For new agents/developers joining this feature:
- What's the current state? Check "Current Progress" section above
- What should I work on? See "Known Limitations" and TODO items
- How does the pipeline work? Read ARCHITECTURE.md execution flow
- How does caching work? Read CACHE_ARCHITECTURE.md
- Where are the tests?
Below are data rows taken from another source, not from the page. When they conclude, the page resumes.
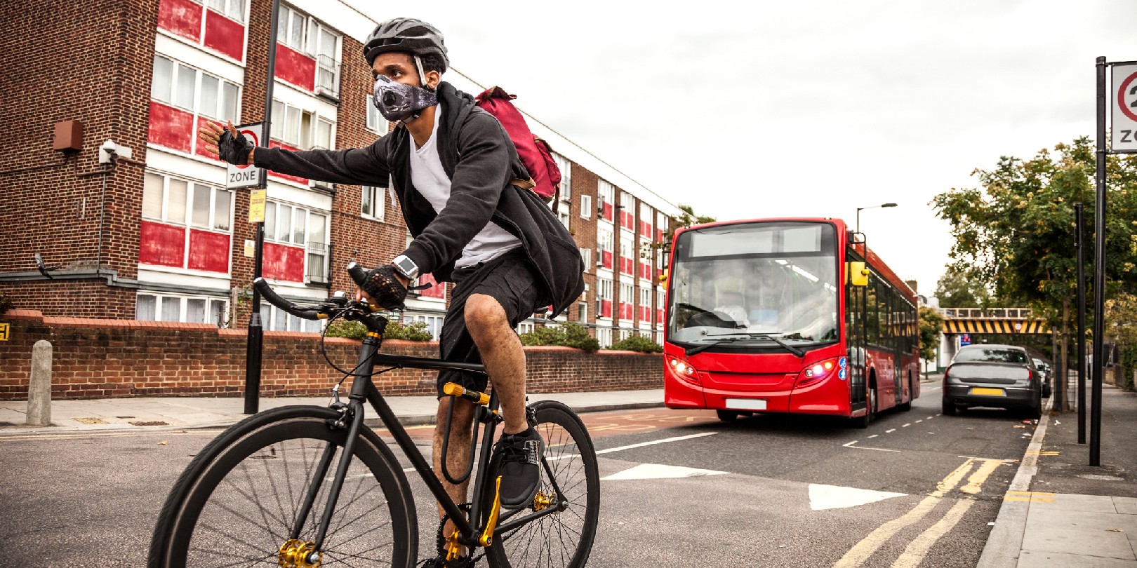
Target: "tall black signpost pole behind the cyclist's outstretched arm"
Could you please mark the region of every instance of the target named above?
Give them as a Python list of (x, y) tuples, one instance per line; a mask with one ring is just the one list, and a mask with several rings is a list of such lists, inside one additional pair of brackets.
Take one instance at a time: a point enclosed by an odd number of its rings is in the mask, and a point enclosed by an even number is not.
[[(273, 119), (273, 84), (276, 82), (276, 31), (280, 25), (280, 0), (273, 0), (272, 24), (268, 28), (268, 72), (265, 78), (265, 120), (260, 135), (260, 145), (268, 148), (272, 137)], [(255, 152), (254, 152), (255, 153)], [(268, 186), (268, 172), (260, 176), (259, 189)], [(257, 223), (257, 241), (254, 250), (252, 278), (260, 277), (262, 260), (265, 249), (265, 222)], [(249, 343), (246, 348), (244, 365), (244, 414), (257, 412), (260, 402), (260, 348), (265, 339), (264, 323), (260, 319), (260, 293), (252, 289), (252, 314), (249, 316)]]

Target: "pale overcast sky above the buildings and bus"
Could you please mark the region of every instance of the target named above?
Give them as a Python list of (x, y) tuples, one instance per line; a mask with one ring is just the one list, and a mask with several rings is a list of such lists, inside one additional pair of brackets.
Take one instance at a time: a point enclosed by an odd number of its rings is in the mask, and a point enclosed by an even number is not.
[(932, 197), (1092, 136), (1094, 59), (1137, 59), (1137, 0), (405, 8), (375, 16), (435, 24), (455, 69), (672, 203), (850, 224), (898, 203), (861, 228), (923, 293), (951, 249)]

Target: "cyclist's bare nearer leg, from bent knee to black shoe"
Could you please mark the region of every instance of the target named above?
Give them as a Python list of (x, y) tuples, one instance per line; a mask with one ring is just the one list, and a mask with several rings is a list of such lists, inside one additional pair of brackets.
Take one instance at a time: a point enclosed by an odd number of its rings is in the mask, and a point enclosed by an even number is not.
[(482, 364), (501, 402), (503, 432), (516, 434), (529, 428), (525, 420), (525, 351), (506, 317), (505, 308), (487, 294), (466, 299), (466, 331), (474, 339)]

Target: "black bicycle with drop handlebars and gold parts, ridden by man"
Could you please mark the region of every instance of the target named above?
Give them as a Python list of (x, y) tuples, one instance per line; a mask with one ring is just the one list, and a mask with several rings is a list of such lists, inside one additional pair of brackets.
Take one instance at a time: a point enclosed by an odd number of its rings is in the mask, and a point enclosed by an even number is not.
[[(363, 277), (355, 262), (348, 273), (356, 282)], [(532, 502), (501, 509), (498, 463), (492, 458), (495, 431), (503, 421), (497, 395), (448, 384), (447, 395), (478, 404), (470, 467), (458, 476), (443, 467), (448, 481), (460, 483), (473, 473), (475, 462), (478, 466), (471, 502), (455, 503), (372, 377), (397, 368), (482, 374), (485, 369), (474, 364), (380, 353), (387, 318), (343, 292), (318, 306), (299, 306), (277, 295), (263, 278), (254, 285), (266, 301), (293, 316), (343, 318), (366, 326), (358, 364), (345, 371), (345, 379), (354, 377), (350, 394), (341, 402), (337, 384), (333, 402), (326, 408), (266, 410), (214, 438), (185, 468), (166, 499), (148, 566), (409, 568), (418, 557), (418, 521), (405, 475), (410, 470), (418, 473), (446, 511), (435, 537), (438, 556), (432, 557), (445, 559), (446, 566), (474, 566), (483, 556), (495, 568), (584, 566), (596, 536), (600, 479), (592, 441), (575, 412), (555, 401), (528, 407), (529, 421), (545, 443), (541, 484)], [(381, 370), (375, 371), (376, 366)], [(388, 444), (364, 425), (365, 401), (371, 402), (413, 468), (404, 470)], [(456, 529), (443, 534), (448, 519)]]

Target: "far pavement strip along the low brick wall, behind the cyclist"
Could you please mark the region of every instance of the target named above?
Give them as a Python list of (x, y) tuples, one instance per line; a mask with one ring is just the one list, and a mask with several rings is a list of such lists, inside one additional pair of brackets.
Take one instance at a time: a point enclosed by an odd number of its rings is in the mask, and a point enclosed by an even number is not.
[[(342, 396), (347, 400), (347, 395)], [(404, 426), (434, 424), (438, 400), (434, 396), (387, 396), (395, 416)], [(663, 406), (663, 389), (645, 391), (603, 391), (582, 393), (530, 393), (530, 402), (557, 400), (576, 412), (657, 408)], [(262, 398), (259, 410), (289, 404), (326, 407), (331, 396)], [(381, 426), (367, 407), (368, 426)], [(26, 401), (0, 401), (0, 440), (5, 436), (93, 432), (157, 432), (190, 428), (221, 428), (247, 418), (244, 399), (211, 396), (155, 396), (133, 399), (53, 400), (51, 426), (28, 426)]]

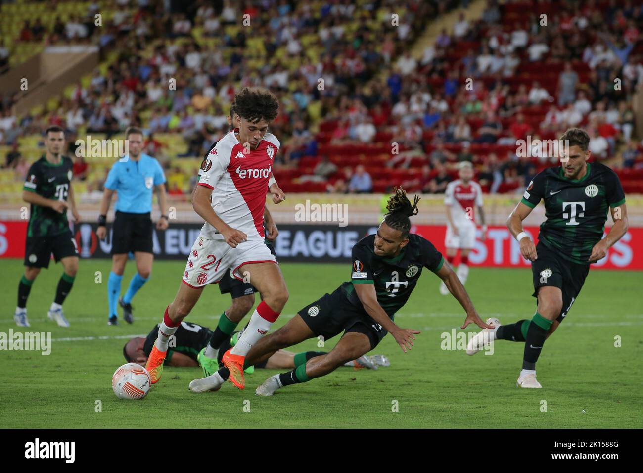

Currently manual testing only - automated tests are TODO
Success Criteria
Pipeline refactor is complete when:
- ✅ All 10 handlers ported and tested
- ✅ MachO caching implemented and working
- ✅ Performance targets met (60-70% faster, <1GB RAM)
- ✅ Profiling infrastructure in place
- ✅ Production test with all handlers passing
- ⚠️ Documentation complete (updated with accurate metrics)
- ⚠️ Automated test coverage (TODO)
Status: ✅ FUNCTIONALLY COMPLETE | ⚠️ Manual Testing Only
Full production test completed 2025-10-03 with all 10 handlers enabled, achieving 721 MB peak memory (99% reduction from 60GB+) and 8m 45s execution time (60-70% faster than 20-30 min baseline). See Known Limitations for minor feature gaps.